The module scv.tl.rank_velocity_genes runs a differential velocity t-test and outpus a gene ranking for each cluster. Thresholds can be set (e.g. min_corr) to restrict the test on a selection of gene candidates.
scv.tl.rank_velocity_genes(adata, groupby='celltype', min_corr=.3)
df = scv.DataFrame(adata.uns['rank_velocity_genes']['names'])
df.head(n=10)
scv.tl.score_genes_cell_cycle(adata)
scv.pl.scatter(adata, color_gradients=['S_score', 'G2M_score'], smooth=True, perc=[5, 95])
scv.pl.velocity_embedding_stream(adata, basis='tsne', color='celltype', arrow_size=2)
The cell-cycle enrichment score shows that most of the UCHC-like
cells are in the S phase, which are predicted to transit into the DCHC-like
population.

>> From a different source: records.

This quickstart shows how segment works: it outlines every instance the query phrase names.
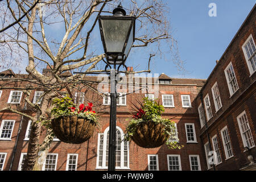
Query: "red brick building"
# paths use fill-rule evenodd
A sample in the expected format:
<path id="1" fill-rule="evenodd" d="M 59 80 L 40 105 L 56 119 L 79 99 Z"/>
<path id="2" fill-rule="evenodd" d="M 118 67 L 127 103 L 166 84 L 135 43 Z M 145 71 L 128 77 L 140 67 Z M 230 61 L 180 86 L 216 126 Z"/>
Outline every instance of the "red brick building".
<path id="1" fill-rule="evenodd" d="M 216 152 L 208 169 L 255 169 L 255 21 L 254 6 L 195 100 L 202 145 Z"/>
<path id="2" fill-rule="evenodd" d="M 122 139 L 127 119 L 131 118 L 131 103 L 147 94 L 149 98 L 157 97 L 164 106 L 163 117 L 176 123 L 179 144 L 184 147 L 170 150 L 164 144 L 148 149 L 132 141 L 118 140 L 117 169 L 255 169 L 255 13 L 254 6 L 207 80 L 170 78 L 162 74 L 151 80 L 153 88 L 147 93 L 144 89 L 125 95 L 130 92 L 129 87 L 118 89 L 123 96 L 117 101 L 117 139 Z M 45 69 L 43 73 L 47 74 L 49 71 Z M 0 76 L 28 77 L 11 70 L 0 73 Z M 86 79 L 96 81 L 97 77 Z M 135 79 L 134 77 L 132 80 Z M 143 79 L 138 80 L 141 83 Z M 34 114 L 25 105 L 22 90 L 15 89 L 27 82 L 0 80 L 0 84 L 6 88 L 0 88 L 0 110 L 10 104 L 22 112 Z M 106 170 L 109 97 L 86 87 L 74 92 L 78 102 L 92 102 L 98 108 L 101 129 L 80 144 L 67 144 L 55 139 L 43 169 Z M 40 102 L 41 94 L 35 87 L 30 101 Z M 0 171 L 20 169 L 27 150 L 29 131 L 28 118 L 8 110 L 0 112 Z M 42 131 L 42 141 L 46 133 L 46 130 Z M 213 156 L 211 151 L 214 151 Z M 212 165 L 209 159 L 215 159 Z"/>

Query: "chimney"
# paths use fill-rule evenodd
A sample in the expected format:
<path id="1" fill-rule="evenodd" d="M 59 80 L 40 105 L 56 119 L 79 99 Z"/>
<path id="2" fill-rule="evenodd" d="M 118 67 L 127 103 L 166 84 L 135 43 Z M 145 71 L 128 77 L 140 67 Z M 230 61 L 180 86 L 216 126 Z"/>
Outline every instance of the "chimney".
<path id="1" fill-rule="evenodd" d="M 53 65 L 51 65 L 51 67 L 52 68 L 53 68 Z M 50 67 L 48 65 L 47 65 L 46 66 L 46 68 L 43 69 L 42 74 L 43 75 L 44 75 L 44 76 L 50 76 L 51 75 L 51 68 L 50 68 Z"/>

Part of the UCHC-like
population has the self-cycling velocity vectors, and low S-core enriched
s_genes, g2m_genes = scv.utils.get_phase_marker_genes(adata)

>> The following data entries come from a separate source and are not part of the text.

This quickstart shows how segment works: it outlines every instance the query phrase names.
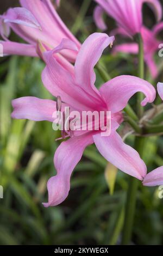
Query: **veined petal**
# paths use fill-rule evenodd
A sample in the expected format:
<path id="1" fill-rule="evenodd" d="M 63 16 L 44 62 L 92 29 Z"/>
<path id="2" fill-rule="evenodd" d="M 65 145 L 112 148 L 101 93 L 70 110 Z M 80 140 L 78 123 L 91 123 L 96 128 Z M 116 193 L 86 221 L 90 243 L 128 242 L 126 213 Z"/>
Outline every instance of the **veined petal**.
<path id="1" fill-rule="evenodd" d="M 161 31 L 163 30 L 163 22 L 160 22 L 155 25 L 153 29 L 153 32 L 154 36 L 156 36 Z"/>
<path id="2" fill-rule="evenodd" d="M 78 54 L 75 63 L 76 83 L 91 95 L 99 98 L 99 93 L 95 86 L 96 74 L 93 68 L 104 50 L 112 45 L 114 36 L 95 33 L 85 41 Z"/>
<path id="3" fill-rule="evenodd" d="M 109 137 L 94 135 L 94 142 L 99 153 L 120 170 L 142 180 L 147 173 L 147 167 L 138 153 L 125 144 L 120 135 L 112 132 Z"/>
<path id="4" fill-rule="evenodd" d="M 34 46 L 10 41 L 0 41 L 3 47 L 4 55 L 20 55 L 38 57 Z"/>
<path id="5" fill-rule="evenodd" d="M 146 63 L 149 68 L 149 70 L 151 73 L 152 77 L 155 79 L 158 75 L 159 71 L 158 67 L 153 58 L 153 56 L 149 54 L 145 57 Z"/>
<path id="6" fill-rule="evenodd" d="M 76 44 L 71 40 L 67 38 L 63 38 L 61 43 L 53 50 L 54 53 L 57 53 L 64 50 L 71 50 L 76 52 L 79 51 L 79 49 Z"/>
<path id="7" fill-rule="evenodd" d="M 148 102 L 153 102 L 156 95 L 155 90 L 151 83 L 132 76 L 115 77 L 103 84 L 99 90 L 108 109 L 112 113 L 122 110 L 130 98 L 137 92 L 142 92 L 146 96 L 141 102 L 143 106 Z"/>
<path id="8" fill-rule="evenodd" d="M 13 22 L 41 29 L 40 25 L 32 13 L 22 7 L 9 9 L 4 16 L 4 22 Z"/>
<path id="9" fill-rule="evenodd" d="M 94 10 L 93 17 L 97 27 L 104 31 L 107 29 L 107 26 L 103 19 L 104 10 L 97 5 Z"/>
<path id="10" fill-rule="evenodd" d="M 114 53 L 124 52 L 125 53 L 137 54 L 139 52 L 137 44 L 128 43 L 116 45 L 113 48 Z"/>
<path id="11" fill-rule="evenodd" d="M 80 44 L 61 20 L 51 1 L 20 0 L 20 2 L 23 7 L 33 13 L 39 22 L 43 33 L 47 33 L 49 38 L 54 40 L 55 45 L 52 45 L 53 47 L 60 44 L 62 38 L 68 38 L 80 48 Z M 34 32 L 32 32 L 34 33 Z M 48 41 L 48 42 L 50 43 L 50 41 Z"/>
<path id="12" fill-rule="evenodd" d="M 161 20 L 162 16 L 162 5 L 159 0 L 143 0 L 147 3 L 155 13 L 158 21 Z"/>
<path id="13" fill-rule="evenodd" d="M 57 174 L 48 181 L 48 202 L 43 203 L 45 207 L 57 205 L 65 200 L 70 189 L 71 174 L 85 148 L 93 142 L 92 135 L 86 135 L 64 142 L 57 149 L 54 156 Z"/>
<path id="14" fill-rule="evenodd" d="M 2 38 L 6 40 L 10 34 L 10 27 L 9 24 L 4 22 L 3 18 L 0 15 L 0 35 Z"/>
<path id="15" fill-rule="evenodd" d="M 45 54 L 47 65 L 43 71 L 42 79 L 45 87 L 55 96 L 60 96 L 63 102 L 77 110 L 97 109 L 102 100 L 90 96 L 82 88 L 76 85 L 74 76 L 64 68 L 51 51 Z"/>
<path id="16" fill-rule="evenodd" d="M 163 185 L 163 166 L 148 173 L 143 181 L 144 186 L 153 187 Z"/>
<path id="17" fill-rule="evenodd" d="M 158 94 L 161 100 L 163 100 L 163 83 L 158 83 L 157 85 Z"/>
<path id="18" fill-rule="evenodd" d="M 14 111 L 11 117 L 16 119 L 53 122 L 53 113 L 57 111 L 56 102 L 35 97 L 22 97 L 12 101 Z"/>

s_genes = scv.get_df(adata[:, s_genes], 'spearmans_score', sort_values=True).index
g2m_genes = scv.get_df(adata[:, g2m_genes], 'spearmans_score', sort_values=True).index
kwargs = dict(frameon=False, ylabel='cell cycle genes')
scv.pl.scatter(adata, list(s_genes[:2]) + list(g2m_genes[:3]), **kwargs)
The velocity values and gene expression values of two cell-cycle related genes, HELLS
and TOP2A
scv.pl.velocity(adata, ['HELLS', 'TOP2A'], ncols=1, add_outline=True, color='celltype')
Two more useful stats: - The speed or rate of differentiation is given by the length of the velocity vector. - The coherence of the vector field (i.e., how a velocity vector correlates with its neighboring velocities) provides a measure of confidence.
scv.tl.velocity_confidence(adata)
keys = 'velocity_length', 'velocity_confidence'
scv.pl.scatter(adata, c=keys, cmap='coolwarm', perc=[5, 95])
df = adata.obs.groupby('celltype')[keys].mean().T
df.style.background_gradient(cmap='coolwarm', axis=1)
scv.tl.velocity_pseudotime(adata)
scv.pl.scatter(adata, color='velocity_pseudotime', cmap='gnuplot')
Finally, based on the velocity graph, a velocity pseudotime can be computed. After inferring a distribution over root cells from the graph, it measures the average number of steps it takes to reach a cell after walking along the graph starting from the root cells. It consistently predicts that the UCHC-like cells are the root and giving rise to DCHC-like cells.